Вляпался я крепко. До того, что могут в квартиру явиться с описью вещей, особенно картин и хрусталя. Подобно некоторым писателям, естественно западным, я кое-что наработал, не обнародуя. На случай кончины, который, как видишь, представился. О запасе знала Валя и, как ты понимаешь, Лина. Видя в хрустале материальную независимость, которую я обретал бы, его делая и продавая, я попался. Деньги, как их ни презирай, играют свою роль. Тратя их безжалостно, выручая кого-то, никогда не ожидая возврата, я думал, что независим. Как же! Независим нищий. У меня были покупатели, например, тот толстосум или старички на пенсии, ворочавшие делишки в сотни тысяч и радующиеся каждому новому повышению цен на хрусталь, ковры и золото. Этого у них было изрядно… Да что я кручусь! Неприятно писать, но надо. Короче: я написал завещание, которое у Лины, и боюсь, при ее изворотливости, оно уже действует. Убей не знаю, как меня провели. Примерно так, как женят дураков: они просыпаются не одни, а в комнату вваливаются родственники жены.
Единственная просьба — отбери у Лины завещание. Хотел писать ей отдельно, но слишком рвотно. Можешь показать письмо ей, убрав выражения: сволочь я сам, а не кто-то другой. Можешь сказать, что она хорошая. И в самом деле: кто бы еще так хранил хрусталь или кто лучше нее понимает, что я хоть что-то добавил к искусству? Сам-то я в этом не уверен, но для нее это как данное, так что, Леша, начинал я письмо твердо уверенный в изъятии у Лины завещания, а теперь — не знаю. Но опять-таки, как семью оставить без денег? Сказать, что у нас самообслуживание, — жестоко. В общем, не знаю.

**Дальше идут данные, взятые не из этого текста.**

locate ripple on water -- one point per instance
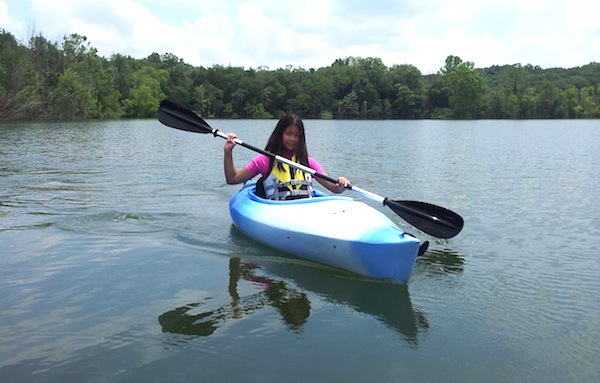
(111, 223)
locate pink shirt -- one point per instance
(260, 164)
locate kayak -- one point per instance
(333, 230)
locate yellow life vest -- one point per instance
(287, 183)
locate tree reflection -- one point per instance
(388, 303)
(293, 306)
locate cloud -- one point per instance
(314, 33)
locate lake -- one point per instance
(119, 261)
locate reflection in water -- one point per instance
(293, 306)
(442, 261)
(388, 303)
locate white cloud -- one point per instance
(314, 33)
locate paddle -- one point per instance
(431, 219)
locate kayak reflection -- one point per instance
(293, 306)
(441, 261)
(388, 303)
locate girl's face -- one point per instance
(291, 137)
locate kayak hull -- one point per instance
(333, 230)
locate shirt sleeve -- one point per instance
(259, 164)
(313, 164)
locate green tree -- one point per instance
(466, 88)
(18, 97)
(146, 93)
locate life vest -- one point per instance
(287, 183)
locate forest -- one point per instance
(68, 80)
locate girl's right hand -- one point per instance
(230, 144)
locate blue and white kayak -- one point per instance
(333, 230)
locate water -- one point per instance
(119, 262)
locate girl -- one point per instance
(278, 180)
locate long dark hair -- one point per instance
(275, 143)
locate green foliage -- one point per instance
(68, 80)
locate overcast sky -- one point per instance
(314, 33)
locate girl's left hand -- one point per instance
(343, 182)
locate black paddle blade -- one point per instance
(180, 117)
(434, 220)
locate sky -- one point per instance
(314, 33)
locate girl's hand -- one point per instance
(342, 183)
(230, 144)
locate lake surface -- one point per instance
(119, 262)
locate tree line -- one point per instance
(45, 80)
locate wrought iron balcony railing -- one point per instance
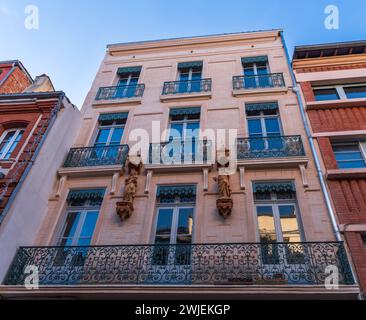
(269, 80)
(269, 147)
(97, 156)
(180, 152)
(303, 263)
(189, 86)
(120, 92)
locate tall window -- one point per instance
(190, 75)
(174, 224)
(276, 209)
(350, 154)
(81, 217)
(183, 129)
(336, 92)
(110, 129)
(9, 140)
(255, 70)
(128, 79)
(264, 126)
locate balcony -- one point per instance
(100, 156)
(180, 155)
(242, 264)
(278, 149)
(120, 94)
(256, 84)
(175, 90)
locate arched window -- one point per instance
(9, 140)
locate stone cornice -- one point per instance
(115, 49)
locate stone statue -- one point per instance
(125, 207)
(224, 186)
(224, 203)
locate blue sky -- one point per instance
(70, 42)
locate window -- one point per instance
(128, 79)
(110, 129)
(326, 94)
(184, 127)
(350, 154)
(363, 237)
(276, 209)
(264, 126)
(81, 217)
(190, 75)
(336, 92)
(355, 92)
(9, 140)
(256, 70)
(174, 225)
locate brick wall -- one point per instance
(358, 252)
(338, 119)
(16, 82)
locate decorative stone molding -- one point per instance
(224, 203)
(125, 207)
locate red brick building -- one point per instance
(14, 77)
(333, 82)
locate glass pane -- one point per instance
(254, 126)
(325, 94)
(355, 92)
(14, 144)
(272, 125)
(117, 135)
(160, 252)
(102, 136)
(185, 221)
(89, 224)
(71, 224)
(183, 250)
(176, 131)
(345, 147)
(266, 225)
(192, 129)
(289, 225)
(348, 155)
(164, 225)
(351, 164)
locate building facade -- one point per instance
(146, 205)
(333, 82)
(37, 127)
(13, 77)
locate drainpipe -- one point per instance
(328, 202)
(30, 164)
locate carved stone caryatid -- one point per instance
(224, 203)
(125, 207)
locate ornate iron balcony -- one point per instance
(269, 80)
(269, 147)
(180, 152)
(190, 86)
(97, 156)
(120, 92)
(303, 263)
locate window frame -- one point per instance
(83, 210)
(262, 117)
(361, 147)
(112, 127)
(185, 123)
(274, 203)
(176, 206)
(9, 145)
(339, 90)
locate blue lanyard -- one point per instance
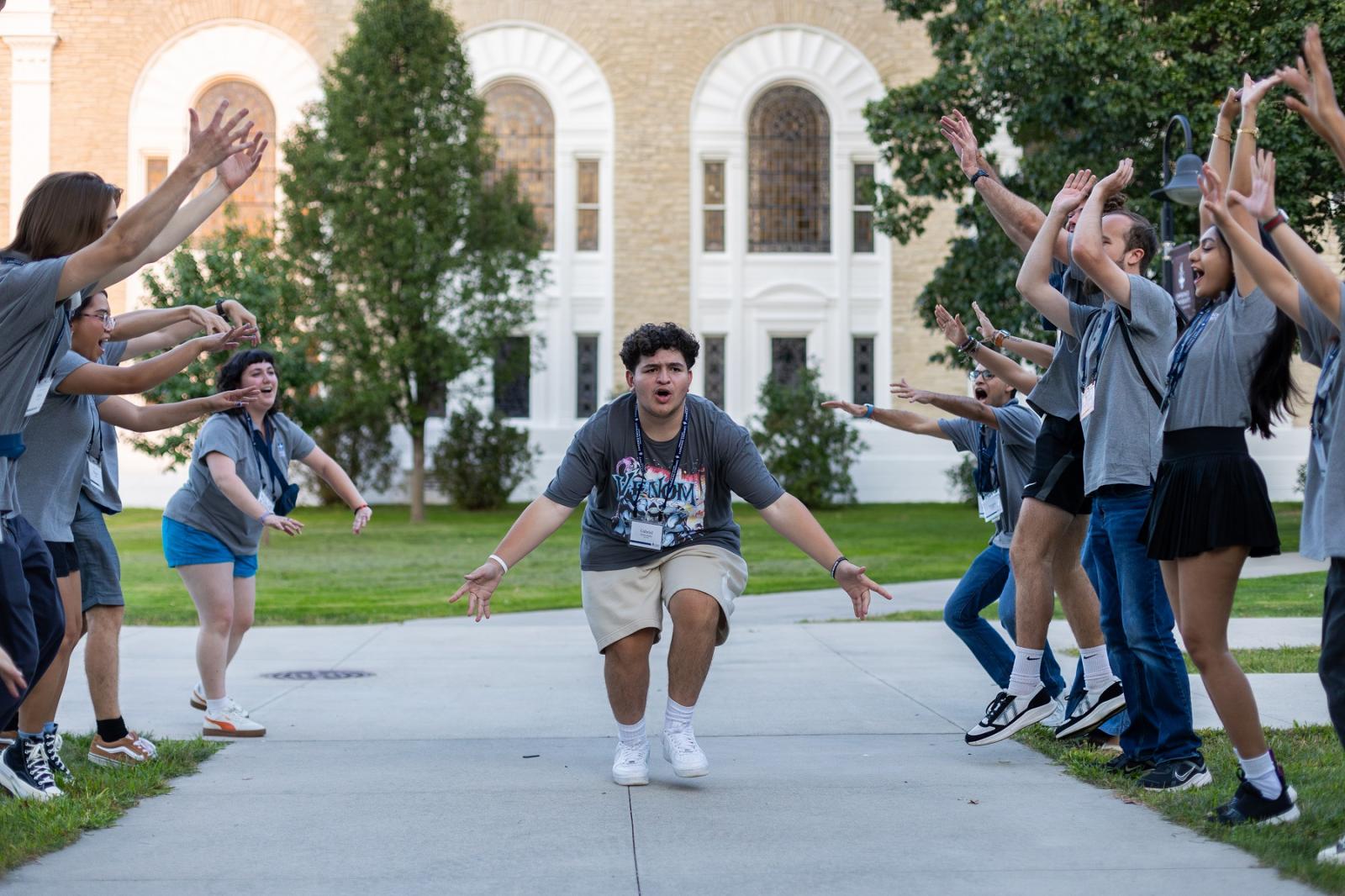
(1181, 351)
(988, 466)
(639, 443)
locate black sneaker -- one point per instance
(1008, 714)
(1179, 774)
(1248, 804)
(1126, 764)
(51, 746)
(1089, 710)
(24, 771)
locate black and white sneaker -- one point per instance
(1008, 714)
(1179, 774)
(1248, 804)
(24, 771)
(51, 744)
(1093, 709)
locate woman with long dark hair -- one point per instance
(1210, 509)
(239, 486)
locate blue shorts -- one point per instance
(187, 546)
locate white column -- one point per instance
(26, 29)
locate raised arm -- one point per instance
(1274, 279)
(538, 521)
(125, 414)
(1089, 249)
(104, 380)
(997, 363)
(1316, 100)
(136, 230)
(789, 517)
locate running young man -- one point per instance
(1056, 509)
(659, 470)
(1125, 350)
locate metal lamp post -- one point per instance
(1181, 187)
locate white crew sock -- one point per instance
(677, 716)
(1026, 672)
(631, 735)
(1261, 772)
(1096, 667)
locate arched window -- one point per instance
(790, 172)
(524, 127)
(253, 205)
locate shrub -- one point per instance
(809, 448)
(481, 461)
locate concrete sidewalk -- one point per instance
(477, 759)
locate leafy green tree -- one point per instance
(1084, 85)
(417, 261)
(809, 448)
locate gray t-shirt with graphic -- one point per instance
(1123, 434)
(34, 333)
(108, 498)
(1015, 451)
(1215, 389)
(1321, 535)
(201, 505)
(61, 440)
(1058, 390)
(694, 502)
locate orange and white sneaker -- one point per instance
(128, 751)
(230, 724)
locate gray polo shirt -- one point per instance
(108, 498)
(1321, 535)
(34, 333)
(61, 439)
(1123, 434)
(1015, 452)
(1058, 390)
(201, 505)
(1215, 390)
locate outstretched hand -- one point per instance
(858, 587)
(1078, 186)
(479, 587)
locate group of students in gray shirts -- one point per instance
(61, 362)
(1141, 443)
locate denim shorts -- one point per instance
(187, 546)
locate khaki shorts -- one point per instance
(622, 602)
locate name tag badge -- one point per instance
(646, 535)
(94, 474)
(40, 394)
(990, 506)
(1086, 401)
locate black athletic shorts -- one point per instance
(64, 557)
(1058, 472)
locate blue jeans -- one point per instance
(990, 579)
(1137, 622)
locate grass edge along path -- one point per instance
(98, 798)
(1313, 763)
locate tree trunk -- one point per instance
(417, 485)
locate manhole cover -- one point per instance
(319, 674)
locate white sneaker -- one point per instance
(1333, 855)
(230, 724)
(631, 766)
(688, 757)
(1056, 717)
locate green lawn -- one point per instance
(1313, 763)
(98, 798)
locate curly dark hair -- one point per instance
(649, 340)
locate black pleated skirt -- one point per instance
(1210, 494)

… Тут старик конюх. Давно не пьет, некуда идти, никого не осталось. Раза два насильно выпихивали за ворота, но лошади, представь себе, объявляли забастовку, вернее, голодовку, не ели из других рук. Так что попробую еще одно путешествие по трубе, по которой бегаю. Вдруг там не зеркало, а свет, и побегу не навстречу себе, а кому-то другому. Это все, что я могу сказать о ближайшем будущем. Единственная свобода — выбрать себе срок жизни — преступна, самоубийц даже поминать запрещено, и это знаю. Но изжился творчески. Это не поза. Я так далеко от тех, кто меня вырастил, кто поит-кормит, так далеко, что уже не вернуться. Эх, ничего никому не доказал. Это я о древности славян. Меня с ними роднит то, что стыдно жить тогда, когда не сделал назначенное. Не выполнил урока, по-школьному говоря. Как большинство, впрочем, которому жить не стыдно. Но это уж я вылез с упреком не по-славянски. Любе привет. Вот и о Любе думаю. Рано я к ней пришел или припоздал? Ну, наконец-то: звонит звонок насчет поверки, прощай…»

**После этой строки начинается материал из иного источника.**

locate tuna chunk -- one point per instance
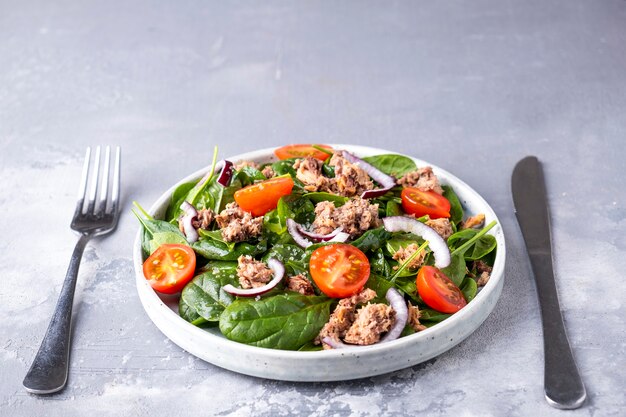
(423, 179)
(371, 320)
(403, 254)
(201, 221)
(350, 180)
(252, 273)
(414, 318)
(299, 283)
(356, 216)
(441, 226)
(484, 272)
(342, 318)
(309, 171)
(238, 225)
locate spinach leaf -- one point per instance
(248, 175)
(391, 164)
(179, 195)
(457, 269)
(285, 321)
(469, 289)
(213, 249)
(380, 285)
(318, 196)
(480, 248)
(393, 209)
(204, 296)
(372, 239)
(430, 317)
(456, 210)
(379, 264)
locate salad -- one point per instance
(321, 249)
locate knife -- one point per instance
(562, 383)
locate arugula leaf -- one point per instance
(456, 210)
(286, 321)
(204, 297)
(392, 164)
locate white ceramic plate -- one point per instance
(329, 365)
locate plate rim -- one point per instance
(150, 300)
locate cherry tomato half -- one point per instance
(339, 270)
(300, 151)
(438, 291)
(421, 203)
(263, 196)
(170, 268)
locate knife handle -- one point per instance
(562, 383)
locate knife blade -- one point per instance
(562, 383)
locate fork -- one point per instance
(92, 217)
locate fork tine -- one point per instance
(82, 188)
(104, 186)
(115, 193)
(94, 182)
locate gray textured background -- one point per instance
(470, 86)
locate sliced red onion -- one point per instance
(277, 268)
(436, 242)
(387, 182)
(340, 237)
(301, 236)
(292, 228)
(190, 214)
(226, 172)
(396, 301)
(334, 343)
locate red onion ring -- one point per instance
(301, 236)
(190, 214)
(396, 301)
(387, 182)
(437, 244)
(277, 268)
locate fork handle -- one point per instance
(48, 373)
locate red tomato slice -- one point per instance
(170, 268)
(301, 150)
(438, 291)
(421, 203)
(339, 270)
(263, 196)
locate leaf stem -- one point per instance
(406, 263)
(466, 245)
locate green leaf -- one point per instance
(393, 209)
(480, 247)
(372, 239)
(285, 321)
(213, 249)
(469, 289)
(316, 197)
(391, 164)
(204, 296)
(456, 210)
(457, 269)
(179, 195)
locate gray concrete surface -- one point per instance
(470, 86)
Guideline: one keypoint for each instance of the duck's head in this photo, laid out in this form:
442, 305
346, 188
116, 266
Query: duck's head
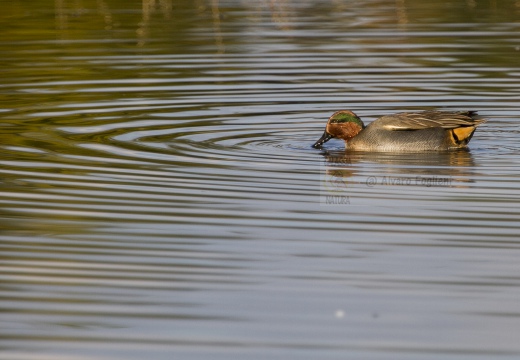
343, 124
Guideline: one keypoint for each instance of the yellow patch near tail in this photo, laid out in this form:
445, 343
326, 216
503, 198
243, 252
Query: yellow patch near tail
463, 133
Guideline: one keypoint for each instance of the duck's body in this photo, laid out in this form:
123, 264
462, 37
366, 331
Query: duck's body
422, 131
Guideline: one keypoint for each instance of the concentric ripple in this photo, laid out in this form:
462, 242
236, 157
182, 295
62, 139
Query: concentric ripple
159, 193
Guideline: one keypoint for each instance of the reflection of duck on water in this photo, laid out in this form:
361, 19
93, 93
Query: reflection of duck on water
403, 132
402, 168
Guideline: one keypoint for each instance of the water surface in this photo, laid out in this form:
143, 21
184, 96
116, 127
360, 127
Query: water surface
160, 196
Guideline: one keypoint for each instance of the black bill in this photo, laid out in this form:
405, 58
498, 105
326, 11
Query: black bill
323, 139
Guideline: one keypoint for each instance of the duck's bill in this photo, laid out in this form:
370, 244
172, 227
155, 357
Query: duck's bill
323, 139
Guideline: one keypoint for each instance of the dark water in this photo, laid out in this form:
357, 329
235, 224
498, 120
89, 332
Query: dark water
160, 198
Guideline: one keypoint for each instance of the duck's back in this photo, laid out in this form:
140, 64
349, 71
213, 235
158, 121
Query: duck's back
376, 139
424, 131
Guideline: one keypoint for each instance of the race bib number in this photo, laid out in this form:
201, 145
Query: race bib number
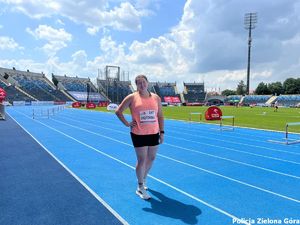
147, 116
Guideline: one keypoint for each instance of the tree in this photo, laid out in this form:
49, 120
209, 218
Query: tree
228, 92
291, 86
262, 89
241, 88
276, 88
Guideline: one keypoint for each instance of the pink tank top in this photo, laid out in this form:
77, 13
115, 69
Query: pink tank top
144, 111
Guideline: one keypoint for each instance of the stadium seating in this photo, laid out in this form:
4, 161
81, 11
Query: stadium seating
114, 89
81, 89
288, 100
255, 99
194, 92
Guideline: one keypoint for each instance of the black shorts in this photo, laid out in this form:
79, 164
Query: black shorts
144, 140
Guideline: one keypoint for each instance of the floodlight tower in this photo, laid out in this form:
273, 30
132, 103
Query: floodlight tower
249, 21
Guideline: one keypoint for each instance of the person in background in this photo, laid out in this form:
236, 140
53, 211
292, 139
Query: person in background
146, 129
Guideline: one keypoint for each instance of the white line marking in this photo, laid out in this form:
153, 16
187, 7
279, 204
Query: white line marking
157, 179
190, 165
110, 209
196, 151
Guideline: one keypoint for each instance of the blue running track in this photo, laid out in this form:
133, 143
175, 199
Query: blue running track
78, 165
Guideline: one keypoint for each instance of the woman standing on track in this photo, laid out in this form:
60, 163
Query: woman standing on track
147, 128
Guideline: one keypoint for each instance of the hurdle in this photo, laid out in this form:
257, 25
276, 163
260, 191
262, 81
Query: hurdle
46, 113
227, 127
195, 113
2, 112
288, 141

Читая письмо, я вовсе забыл, что Люба рядом. Очнулся, когда она стала кричать на Оксанку и даже наподдавала ей за какую-то провинность.
— Он передает вам привет и поклон, — сказал я.

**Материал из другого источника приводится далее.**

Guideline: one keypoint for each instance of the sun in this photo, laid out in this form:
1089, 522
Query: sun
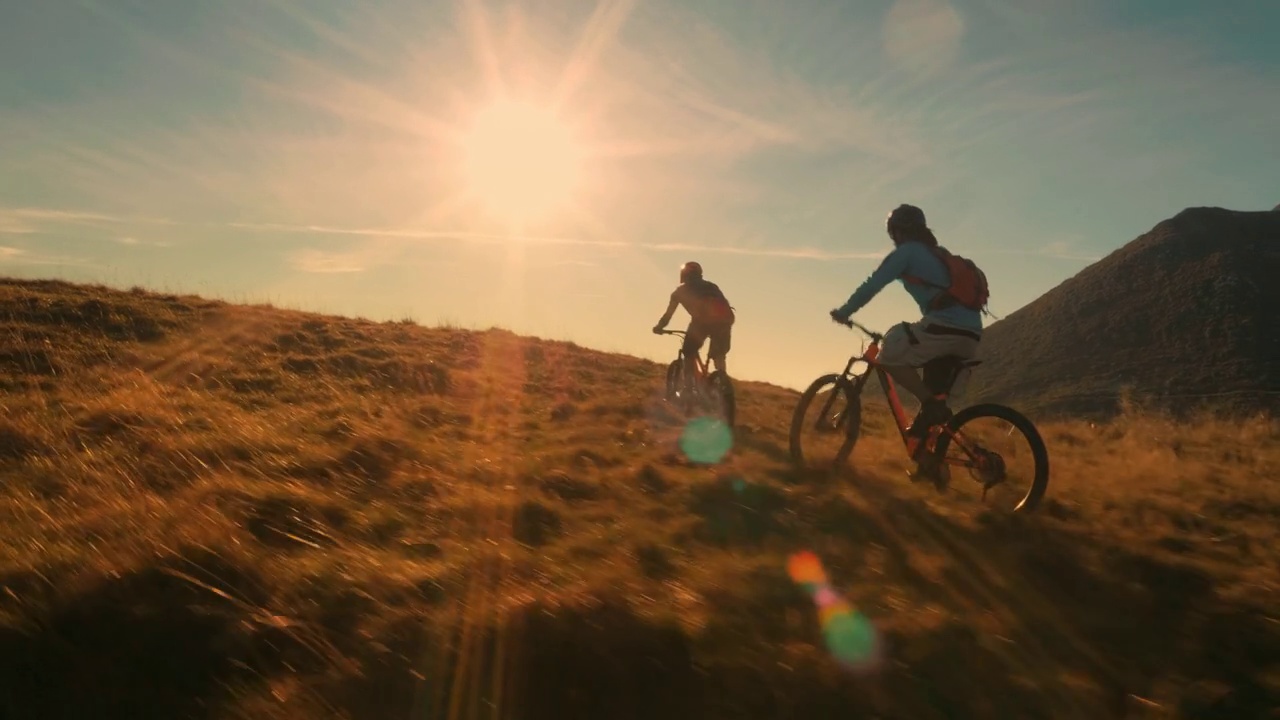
521, 162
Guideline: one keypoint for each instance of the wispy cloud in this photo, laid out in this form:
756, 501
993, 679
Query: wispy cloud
321, 261
22, 256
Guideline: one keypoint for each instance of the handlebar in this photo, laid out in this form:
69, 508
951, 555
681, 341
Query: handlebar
872, 333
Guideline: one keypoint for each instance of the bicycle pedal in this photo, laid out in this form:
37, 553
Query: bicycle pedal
987, 486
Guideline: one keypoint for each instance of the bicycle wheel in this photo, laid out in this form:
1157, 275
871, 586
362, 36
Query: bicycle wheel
992, 458
826, 423
721, 391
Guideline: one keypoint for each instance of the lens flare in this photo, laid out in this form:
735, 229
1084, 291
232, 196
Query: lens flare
850, 636
705, 441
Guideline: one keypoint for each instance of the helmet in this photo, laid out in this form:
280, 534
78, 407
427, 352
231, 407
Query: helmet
904, 218
690, 270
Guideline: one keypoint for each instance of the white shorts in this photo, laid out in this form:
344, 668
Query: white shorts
918, 346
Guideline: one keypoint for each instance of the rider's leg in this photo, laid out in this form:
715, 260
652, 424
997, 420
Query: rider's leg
908, 347
694, 338
721, 342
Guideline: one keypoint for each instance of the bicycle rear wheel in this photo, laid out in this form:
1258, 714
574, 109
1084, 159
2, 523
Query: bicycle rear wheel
992, 458
826, 423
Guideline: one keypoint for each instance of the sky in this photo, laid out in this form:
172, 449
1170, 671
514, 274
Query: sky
324, 155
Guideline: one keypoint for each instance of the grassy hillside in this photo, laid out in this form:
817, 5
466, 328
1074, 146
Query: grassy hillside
1184, 314
223, 511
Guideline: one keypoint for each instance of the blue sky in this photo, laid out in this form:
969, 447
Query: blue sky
305, 153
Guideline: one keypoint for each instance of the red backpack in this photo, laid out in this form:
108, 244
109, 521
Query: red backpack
968, 282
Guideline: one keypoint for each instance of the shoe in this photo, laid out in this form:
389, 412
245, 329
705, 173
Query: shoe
929, 468
933, 411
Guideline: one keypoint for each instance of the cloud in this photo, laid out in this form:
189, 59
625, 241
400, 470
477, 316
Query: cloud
923, 35
131, 241
320, 261
22, 256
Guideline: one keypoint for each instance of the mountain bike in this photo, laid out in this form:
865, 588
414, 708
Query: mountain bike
713, 391
841, 411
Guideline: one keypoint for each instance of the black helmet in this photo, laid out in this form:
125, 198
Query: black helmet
690, 270
904, 218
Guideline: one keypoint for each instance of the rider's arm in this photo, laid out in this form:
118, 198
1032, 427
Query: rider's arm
671, 310
891, 268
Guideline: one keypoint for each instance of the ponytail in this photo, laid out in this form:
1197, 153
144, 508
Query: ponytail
927, 237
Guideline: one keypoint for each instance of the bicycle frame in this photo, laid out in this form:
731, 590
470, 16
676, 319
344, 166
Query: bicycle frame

— Мог бы и отдельно написать, не переломился бы, — ответила она. — А я уж размечталась! Да куда уж мне! Молчи, дрянь! — закричала она на дочь. — Ни в какое я Коромыслово не поеду. И вам в ЛТП ни к чему. Вы можете дать мне взаймы пять рублей? Я отдам. Я на работу собираюсь устраиваться. Эх, Валерик, — сказала она, складывая денежку в квадратик, — насмерть меня травмировал. Он про деньги говорил? Вообще, если можно будет, пошлите. — Она дала мне заранее написанный адрес. — А то ведь на вдовью корку не налопаешься.